1. At a Glance – Blink and You’ll Miss the Plot Twist

Jagsonpal Pharmaceuticals Ltd is that old-school Indian pharma uncle who suddenly learned Instagram Reels and started flexing. Founded in 1978, ignored for decades, and now casually sitting at a market cap of ₹1,088 crore while retail investors argue whether this is “already expensive” or “still undiscovered”.

Current price? ₹164, which is closer to its 52-week low of ₹161 than the euphoric ₹302 peak. Translation: the stock market recently ghosted it.
3-month return: –24.7%, 6-month return: –37.6%. Ouch.
But fundamentals? Those didn’t get the memo.

Latest Q3 FY26 results (Quarterly Results – lock applied 🔒) show:

  • Revenue: ₹729 mn
  • PAT: ₹110 mn
  • Operating Margin: ~22%
  • Debt-to-equity: a saintly 0.03

ROCE at 23%, ROE at 18.6%, dividend yield 1.52%, and interest coverage so high (55x) that lenders feel emotionally neglected.

So what’s happening here? Is the market throwing a tantrum while the company quietly compounds? Or is there something cooking under the lab coat?
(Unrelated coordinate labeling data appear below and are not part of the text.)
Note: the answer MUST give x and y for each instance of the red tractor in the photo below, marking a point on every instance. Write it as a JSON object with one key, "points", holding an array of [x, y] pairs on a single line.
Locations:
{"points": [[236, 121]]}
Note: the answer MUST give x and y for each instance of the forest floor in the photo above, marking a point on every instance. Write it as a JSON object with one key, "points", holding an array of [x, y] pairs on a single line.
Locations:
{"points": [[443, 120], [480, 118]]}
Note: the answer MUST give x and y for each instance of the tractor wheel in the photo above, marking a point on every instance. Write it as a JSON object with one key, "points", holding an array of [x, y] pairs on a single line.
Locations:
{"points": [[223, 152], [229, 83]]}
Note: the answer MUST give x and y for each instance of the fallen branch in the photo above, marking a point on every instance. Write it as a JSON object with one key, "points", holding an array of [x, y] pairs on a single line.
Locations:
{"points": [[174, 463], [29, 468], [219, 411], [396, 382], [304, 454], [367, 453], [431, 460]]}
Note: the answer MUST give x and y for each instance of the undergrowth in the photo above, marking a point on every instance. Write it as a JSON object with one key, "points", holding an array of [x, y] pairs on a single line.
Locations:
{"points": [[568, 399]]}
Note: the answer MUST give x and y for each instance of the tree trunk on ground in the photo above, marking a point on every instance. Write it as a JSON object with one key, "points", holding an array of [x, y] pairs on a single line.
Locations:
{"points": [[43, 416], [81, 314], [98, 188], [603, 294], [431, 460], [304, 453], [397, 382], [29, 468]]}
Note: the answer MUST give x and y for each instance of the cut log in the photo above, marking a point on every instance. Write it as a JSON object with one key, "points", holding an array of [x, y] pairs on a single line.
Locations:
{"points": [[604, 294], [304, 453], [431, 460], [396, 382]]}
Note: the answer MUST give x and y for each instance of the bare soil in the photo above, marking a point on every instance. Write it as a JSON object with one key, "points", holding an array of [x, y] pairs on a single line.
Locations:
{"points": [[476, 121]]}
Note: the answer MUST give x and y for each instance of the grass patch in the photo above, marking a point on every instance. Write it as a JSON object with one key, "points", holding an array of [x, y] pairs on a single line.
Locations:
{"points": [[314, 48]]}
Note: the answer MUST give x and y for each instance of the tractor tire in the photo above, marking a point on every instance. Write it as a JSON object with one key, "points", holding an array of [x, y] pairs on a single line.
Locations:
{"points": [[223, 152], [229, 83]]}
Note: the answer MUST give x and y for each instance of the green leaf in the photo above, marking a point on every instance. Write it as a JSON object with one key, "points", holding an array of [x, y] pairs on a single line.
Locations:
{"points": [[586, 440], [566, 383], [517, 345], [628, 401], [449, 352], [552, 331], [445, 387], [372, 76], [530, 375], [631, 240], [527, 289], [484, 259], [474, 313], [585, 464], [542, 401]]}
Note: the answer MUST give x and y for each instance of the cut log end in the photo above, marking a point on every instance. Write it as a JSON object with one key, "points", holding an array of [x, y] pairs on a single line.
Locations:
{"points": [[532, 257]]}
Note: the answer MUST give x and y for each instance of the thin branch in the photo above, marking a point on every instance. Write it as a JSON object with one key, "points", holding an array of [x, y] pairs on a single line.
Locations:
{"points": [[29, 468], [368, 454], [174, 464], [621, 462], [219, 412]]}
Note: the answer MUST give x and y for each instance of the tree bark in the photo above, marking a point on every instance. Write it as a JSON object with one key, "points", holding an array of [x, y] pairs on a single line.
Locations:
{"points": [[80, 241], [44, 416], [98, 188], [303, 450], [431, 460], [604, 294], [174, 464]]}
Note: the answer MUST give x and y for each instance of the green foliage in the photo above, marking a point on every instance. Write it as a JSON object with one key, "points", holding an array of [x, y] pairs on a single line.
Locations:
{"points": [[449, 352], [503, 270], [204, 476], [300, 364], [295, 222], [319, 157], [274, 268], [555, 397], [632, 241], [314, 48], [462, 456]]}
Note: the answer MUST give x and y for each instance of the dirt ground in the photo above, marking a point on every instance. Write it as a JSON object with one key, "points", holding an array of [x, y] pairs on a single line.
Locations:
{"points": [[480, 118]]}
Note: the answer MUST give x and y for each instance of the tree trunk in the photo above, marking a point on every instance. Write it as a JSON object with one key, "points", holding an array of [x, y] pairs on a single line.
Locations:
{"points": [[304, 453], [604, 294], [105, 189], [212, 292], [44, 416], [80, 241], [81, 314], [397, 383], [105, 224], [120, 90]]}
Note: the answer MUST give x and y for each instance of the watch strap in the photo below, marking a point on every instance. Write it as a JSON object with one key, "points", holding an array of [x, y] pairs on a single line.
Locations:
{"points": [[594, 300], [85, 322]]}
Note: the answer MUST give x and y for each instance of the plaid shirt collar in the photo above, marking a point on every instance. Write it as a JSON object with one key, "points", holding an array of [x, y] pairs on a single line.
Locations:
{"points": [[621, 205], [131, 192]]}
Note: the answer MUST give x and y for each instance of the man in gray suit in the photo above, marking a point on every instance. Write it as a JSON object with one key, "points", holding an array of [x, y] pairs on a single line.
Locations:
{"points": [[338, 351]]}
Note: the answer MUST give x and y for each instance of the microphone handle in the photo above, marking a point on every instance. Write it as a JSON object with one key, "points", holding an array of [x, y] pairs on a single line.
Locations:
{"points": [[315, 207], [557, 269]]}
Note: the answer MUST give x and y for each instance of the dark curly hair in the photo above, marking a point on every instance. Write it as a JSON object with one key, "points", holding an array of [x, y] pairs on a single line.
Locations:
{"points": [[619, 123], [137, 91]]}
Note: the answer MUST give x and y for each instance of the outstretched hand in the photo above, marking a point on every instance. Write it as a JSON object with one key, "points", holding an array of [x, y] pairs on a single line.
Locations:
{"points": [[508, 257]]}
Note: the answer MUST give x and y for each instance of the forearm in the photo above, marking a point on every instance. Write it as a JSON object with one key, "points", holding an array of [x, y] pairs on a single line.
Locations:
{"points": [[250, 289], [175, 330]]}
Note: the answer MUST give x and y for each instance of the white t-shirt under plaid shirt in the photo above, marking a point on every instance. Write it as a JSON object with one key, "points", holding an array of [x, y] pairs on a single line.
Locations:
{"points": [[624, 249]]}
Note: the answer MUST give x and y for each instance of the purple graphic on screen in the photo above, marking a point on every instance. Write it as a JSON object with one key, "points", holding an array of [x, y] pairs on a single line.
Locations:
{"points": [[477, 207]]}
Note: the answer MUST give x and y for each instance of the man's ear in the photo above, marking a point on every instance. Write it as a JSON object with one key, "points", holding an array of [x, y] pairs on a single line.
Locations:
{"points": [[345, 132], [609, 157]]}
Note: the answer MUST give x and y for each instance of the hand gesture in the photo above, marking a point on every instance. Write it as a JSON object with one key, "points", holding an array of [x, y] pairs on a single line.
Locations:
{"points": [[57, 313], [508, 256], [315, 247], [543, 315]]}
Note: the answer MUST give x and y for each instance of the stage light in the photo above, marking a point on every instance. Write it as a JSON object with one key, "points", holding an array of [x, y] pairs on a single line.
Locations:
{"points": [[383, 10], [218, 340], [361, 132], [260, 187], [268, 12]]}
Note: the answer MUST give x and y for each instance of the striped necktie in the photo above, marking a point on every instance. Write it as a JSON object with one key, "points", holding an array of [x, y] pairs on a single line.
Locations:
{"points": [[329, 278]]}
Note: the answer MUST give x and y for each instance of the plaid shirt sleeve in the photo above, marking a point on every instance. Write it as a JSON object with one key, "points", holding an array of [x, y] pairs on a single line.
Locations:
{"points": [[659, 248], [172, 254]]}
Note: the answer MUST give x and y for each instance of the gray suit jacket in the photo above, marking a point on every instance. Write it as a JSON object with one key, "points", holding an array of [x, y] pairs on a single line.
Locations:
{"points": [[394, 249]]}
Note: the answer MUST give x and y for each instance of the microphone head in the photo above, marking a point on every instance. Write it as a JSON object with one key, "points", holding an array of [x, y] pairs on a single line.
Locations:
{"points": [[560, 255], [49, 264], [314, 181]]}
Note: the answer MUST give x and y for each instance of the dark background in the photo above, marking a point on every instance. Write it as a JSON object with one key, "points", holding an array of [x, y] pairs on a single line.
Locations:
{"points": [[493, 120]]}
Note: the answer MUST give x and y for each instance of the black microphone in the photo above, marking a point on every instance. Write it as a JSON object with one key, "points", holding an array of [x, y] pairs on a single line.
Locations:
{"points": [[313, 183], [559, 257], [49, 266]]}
Let’s dissect this pharma patient — without anaesthesia.


2. Introduction – 45-Year-Old Pharma, Midlife Crisis Cancelled

Jagsonpal is not a startup pretending to be a platform. It’s a 45-year-old pharma formulation company that survived price controls, DPCO nightmares, distributor drama, and FDA paperwork hell.

Its sweet spot?
👉 Women-centric healthcare — gynaecology and orthopaedics — which in Indian pharma is like owning a busy chai tapri near a railway station. Demand doesn’t disappear.

Add to that:

  • Antibiotics
  • Pediatrics
  • Dermatology
  • Immunity & OTC

Basically, if a doctor can write it in slightly unreadable handwriting, Jagsonpal probably sells it.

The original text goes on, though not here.